Most moms and moms-to-be know that healing after childbirth takes time, but they may not realize the full extent of the healing that needs to occur. They expect soreness and a squishy tummy, and they expect a bit of a learning curve when it comes to breastfeeding, learning to carry their babies comfortably, and balancing the duties of motherhood. But most moms don’t know that the spine and the surrounding tendons, ligaments, and muscles also need to heal and get used to a new post-baby body.
Additionally, many don’t know how traumatic the process can be on their sweet little babies. Even if you have the most peaceful labor and delivery with minimal intervention and your little one had an easy transition into the world, birth trauma occurred in some way, shape, or form, and if not dealt with appropriately, it can lead to future issues, both short-term and long-term.

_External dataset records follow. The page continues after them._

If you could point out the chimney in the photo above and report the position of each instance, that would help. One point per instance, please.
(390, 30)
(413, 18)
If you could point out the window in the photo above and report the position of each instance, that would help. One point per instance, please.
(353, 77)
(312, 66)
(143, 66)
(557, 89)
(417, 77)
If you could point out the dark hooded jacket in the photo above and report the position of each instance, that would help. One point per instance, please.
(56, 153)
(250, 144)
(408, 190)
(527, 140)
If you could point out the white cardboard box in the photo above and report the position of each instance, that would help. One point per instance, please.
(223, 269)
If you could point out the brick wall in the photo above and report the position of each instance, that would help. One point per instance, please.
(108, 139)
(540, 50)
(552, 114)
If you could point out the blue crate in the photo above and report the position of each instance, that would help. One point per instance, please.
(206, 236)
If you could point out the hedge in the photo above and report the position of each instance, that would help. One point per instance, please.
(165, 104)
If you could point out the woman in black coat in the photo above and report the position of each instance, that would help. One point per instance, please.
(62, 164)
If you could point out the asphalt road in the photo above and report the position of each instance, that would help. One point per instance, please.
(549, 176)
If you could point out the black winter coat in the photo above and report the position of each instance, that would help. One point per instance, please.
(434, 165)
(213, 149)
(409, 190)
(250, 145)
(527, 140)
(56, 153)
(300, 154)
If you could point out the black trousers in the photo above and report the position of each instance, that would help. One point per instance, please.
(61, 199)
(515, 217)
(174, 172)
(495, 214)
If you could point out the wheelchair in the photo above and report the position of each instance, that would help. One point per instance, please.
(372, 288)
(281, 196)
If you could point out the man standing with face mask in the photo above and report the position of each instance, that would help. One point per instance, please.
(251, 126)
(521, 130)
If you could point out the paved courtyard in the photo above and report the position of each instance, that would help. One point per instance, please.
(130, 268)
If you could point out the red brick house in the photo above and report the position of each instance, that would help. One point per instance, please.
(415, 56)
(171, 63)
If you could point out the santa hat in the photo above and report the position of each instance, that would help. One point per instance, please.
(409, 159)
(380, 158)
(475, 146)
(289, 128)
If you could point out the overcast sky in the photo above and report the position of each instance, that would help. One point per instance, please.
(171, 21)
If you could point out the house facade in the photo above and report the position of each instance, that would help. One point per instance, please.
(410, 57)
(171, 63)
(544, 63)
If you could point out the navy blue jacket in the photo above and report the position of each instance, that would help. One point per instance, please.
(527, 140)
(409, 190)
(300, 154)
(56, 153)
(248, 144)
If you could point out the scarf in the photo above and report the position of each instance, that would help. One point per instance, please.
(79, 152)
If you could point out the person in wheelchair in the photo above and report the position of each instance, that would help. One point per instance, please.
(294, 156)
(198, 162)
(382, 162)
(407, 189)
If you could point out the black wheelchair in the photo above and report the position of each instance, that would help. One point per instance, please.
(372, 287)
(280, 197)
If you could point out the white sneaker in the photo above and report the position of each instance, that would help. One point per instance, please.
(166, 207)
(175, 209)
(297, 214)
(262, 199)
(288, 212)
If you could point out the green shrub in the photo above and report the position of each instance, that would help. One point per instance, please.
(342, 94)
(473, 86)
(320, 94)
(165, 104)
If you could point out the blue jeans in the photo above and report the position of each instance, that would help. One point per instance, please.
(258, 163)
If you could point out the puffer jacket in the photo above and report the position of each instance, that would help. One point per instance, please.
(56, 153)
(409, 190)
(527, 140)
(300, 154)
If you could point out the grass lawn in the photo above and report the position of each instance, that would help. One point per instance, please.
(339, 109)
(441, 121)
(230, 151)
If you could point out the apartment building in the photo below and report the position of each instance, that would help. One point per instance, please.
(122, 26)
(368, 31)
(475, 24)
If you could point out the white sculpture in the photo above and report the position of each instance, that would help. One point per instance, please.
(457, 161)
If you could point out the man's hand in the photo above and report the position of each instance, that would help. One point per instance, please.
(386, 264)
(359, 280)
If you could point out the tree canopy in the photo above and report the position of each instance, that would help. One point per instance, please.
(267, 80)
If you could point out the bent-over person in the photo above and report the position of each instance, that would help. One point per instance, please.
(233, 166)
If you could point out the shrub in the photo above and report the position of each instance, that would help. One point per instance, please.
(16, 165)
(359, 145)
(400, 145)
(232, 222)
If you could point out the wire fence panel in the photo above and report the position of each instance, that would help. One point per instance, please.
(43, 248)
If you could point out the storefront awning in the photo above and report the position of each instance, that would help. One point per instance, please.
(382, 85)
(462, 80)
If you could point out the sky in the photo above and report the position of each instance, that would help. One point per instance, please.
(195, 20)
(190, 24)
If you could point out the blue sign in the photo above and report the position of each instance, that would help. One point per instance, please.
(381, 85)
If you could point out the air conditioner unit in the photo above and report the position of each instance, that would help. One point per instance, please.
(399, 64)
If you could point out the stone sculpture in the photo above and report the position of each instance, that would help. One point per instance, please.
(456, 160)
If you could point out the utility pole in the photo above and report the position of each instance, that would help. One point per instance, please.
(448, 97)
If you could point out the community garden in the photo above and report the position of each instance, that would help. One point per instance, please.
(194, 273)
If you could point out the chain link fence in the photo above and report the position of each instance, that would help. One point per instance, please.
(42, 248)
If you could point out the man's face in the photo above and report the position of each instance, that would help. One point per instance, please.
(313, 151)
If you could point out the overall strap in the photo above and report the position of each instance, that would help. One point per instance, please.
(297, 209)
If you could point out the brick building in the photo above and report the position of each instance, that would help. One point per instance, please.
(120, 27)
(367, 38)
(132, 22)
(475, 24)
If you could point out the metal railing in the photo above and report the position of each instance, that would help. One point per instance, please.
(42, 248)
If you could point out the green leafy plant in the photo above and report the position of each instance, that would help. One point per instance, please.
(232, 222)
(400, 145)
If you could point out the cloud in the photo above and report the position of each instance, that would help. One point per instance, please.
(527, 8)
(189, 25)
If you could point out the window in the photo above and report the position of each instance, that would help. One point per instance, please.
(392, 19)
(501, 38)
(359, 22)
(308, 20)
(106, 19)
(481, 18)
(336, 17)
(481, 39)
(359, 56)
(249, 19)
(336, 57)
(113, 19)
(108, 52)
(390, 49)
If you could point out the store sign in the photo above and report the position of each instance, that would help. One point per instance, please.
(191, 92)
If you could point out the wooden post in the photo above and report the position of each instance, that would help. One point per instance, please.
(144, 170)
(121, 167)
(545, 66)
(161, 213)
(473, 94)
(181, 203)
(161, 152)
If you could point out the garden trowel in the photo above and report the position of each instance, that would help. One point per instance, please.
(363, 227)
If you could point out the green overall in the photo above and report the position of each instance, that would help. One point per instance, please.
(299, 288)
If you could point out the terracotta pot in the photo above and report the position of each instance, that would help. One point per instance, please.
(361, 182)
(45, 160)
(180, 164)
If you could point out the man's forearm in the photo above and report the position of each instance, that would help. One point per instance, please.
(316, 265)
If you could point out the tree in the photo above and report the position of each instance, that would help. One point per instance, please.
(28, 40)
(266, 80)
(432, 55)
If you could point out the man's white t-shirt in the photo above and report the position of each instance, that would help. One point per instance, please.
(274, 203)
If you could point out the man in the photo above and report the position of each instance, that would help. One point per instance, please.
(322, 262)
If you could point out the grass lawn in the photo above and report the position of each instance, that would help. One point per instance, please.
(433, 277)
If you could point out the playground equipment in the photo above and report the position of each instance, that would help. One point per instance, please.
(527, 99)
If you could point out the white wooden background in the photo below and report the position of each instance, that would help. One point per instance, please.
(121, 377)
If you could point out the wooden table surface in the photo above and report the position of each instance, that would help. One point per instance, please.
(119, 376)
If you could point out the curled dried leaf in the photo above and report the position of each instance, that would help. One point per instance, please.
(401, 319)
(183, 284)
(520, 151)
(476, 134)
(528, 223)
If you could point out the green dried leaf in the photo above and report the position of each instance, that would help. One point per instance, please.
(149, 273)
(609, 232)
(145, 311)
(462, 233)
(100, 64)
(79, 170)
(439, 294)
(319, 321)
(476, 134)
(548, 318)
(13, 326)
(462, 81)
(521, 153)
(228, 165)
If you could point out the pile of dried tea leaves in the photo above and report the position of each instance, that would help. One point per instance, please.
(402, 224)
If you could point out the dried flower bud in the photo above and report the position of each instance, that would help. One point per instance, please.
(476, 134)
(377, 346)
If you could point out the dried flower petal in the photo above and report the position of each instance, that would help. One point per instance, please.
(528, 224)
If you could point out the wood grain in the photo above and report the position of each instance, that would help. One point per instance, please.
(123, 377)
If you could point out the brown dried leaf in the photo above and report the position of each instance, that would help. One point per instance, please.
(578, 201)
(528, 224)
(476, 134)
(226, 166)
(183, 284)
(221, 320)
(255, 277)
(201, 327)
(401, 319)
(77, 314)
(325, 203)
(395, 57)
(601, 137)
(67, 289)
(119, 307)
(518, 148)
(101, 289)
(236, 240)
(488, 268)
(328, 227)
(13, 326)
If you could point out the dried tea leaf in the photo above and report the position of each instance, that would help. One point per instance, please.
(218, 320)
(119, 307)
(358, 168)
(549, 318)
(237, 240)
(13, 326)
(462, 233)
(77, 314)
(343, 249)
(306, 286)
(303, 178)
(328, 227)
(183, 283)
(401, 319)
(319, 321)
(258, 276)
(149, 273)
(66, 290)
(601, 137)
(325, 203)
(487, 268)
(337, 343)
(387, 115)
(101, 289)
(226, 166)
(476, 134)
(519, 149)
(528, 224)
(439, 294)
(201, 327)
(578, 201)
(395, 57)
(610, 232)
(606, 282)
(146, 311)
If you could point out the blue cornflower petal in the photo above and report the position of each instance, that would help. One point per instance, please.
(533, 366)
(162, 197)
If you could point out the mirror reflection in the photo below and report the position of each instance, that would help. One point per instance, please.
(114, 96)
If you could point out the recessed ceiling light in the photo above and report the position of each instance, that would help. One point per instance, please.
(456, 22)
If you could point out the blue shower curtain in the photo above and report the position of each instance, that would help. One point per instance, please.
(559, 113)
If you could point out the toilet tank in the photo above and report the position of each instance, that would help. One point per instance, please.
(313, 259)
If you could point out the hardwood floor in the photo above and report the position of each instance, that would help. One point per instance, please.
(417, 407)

Over the course of nine months, a mom’s body changes a great deal in order to carry a growing baby and prepare for birth. To account for her growing uterus and consistently increasing weight, the rest of her body shifts accordingly, leading to loosened ligaments and more flexibility within the musculoskeletal system. In fact, her lumbar spine allows for increased lordosis (or inward curvature of the spine) to balance the weight of her growing belly. After the baby is born, Mom’s body has to regain its non-child-carrying body, including normal spinal curvature and more stable ligaments.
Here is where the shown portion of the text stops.